Blogs Are Stupid

Doesn't anyone believe in Dear Diary anymore? What happened to the joy of putting actual pen to paper? And why does every ordinary Jane and John think they can write well enough to burden the world with their scribblings? It’s a mystery that badly needs solving. My first entry contains my thoughts about blogging and will set your expectations. The rest will probably be stream of consciousness garbage, much like you’ll find on any other blog. Perhaps we will both come away enlightened.

Friday, April 21, 2006

Happy Birthday

Today my firstborn child turns 11. I don't know how to articulate how his entrance into this world affected me. I always wanted to be a Mom, but I never could have foreseen what an incredible journey Motherhood would be. And during the sleepless nights, the colic, and the somewhat irrational fear of SIDS, I would never have guessed that the baby stuff was the easy part.

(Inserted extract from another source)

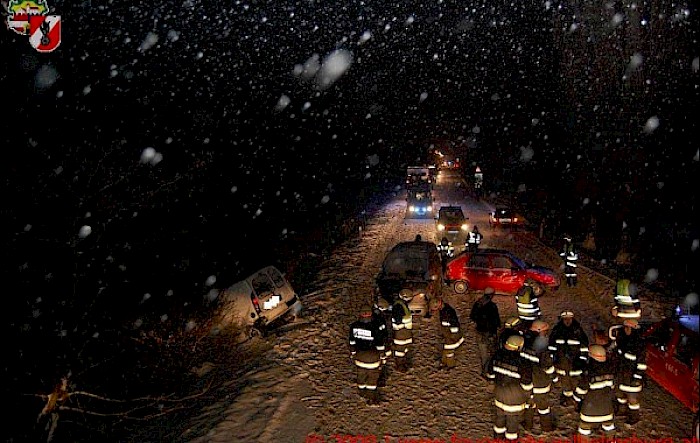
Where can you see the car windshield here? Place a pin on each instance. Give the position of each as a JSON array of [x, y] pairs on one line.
[[519, 262], [503, 213], [262, 284], [406, 266], [452, 214]]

He was born at 35 weeks. They prepared me for the worst, but he was born strong and healthy, breathing on his own, and able to latch on with no problems. He weighed 5 lbs., 14 oz. and was 21 inches long. For a 35 weeker, he was pretty big, and all the doctors and nurses exclaimed over his size. He was my baby and I loved him, but to me he looked a little like a plucked chicken. His arms and legs were impossibly skinny, and since he hadn't had the opportunity to put down a healthy layer of fat in utero, his skin kind of bagged and wrinkled like too big pantyhose. Since I labored for 24 hours, his poor little head had been molded into a bullet shaped mound covered in soft, dark hair. The hospital issue knit cap would not stay upon his poor misshapen skull, though I tried repeatedly to stretch it down over his pointed pate. It would simply shoot off and sail accross the room; a powder blue projectile that did little damage, but caused lots of snickers among the hospital staff.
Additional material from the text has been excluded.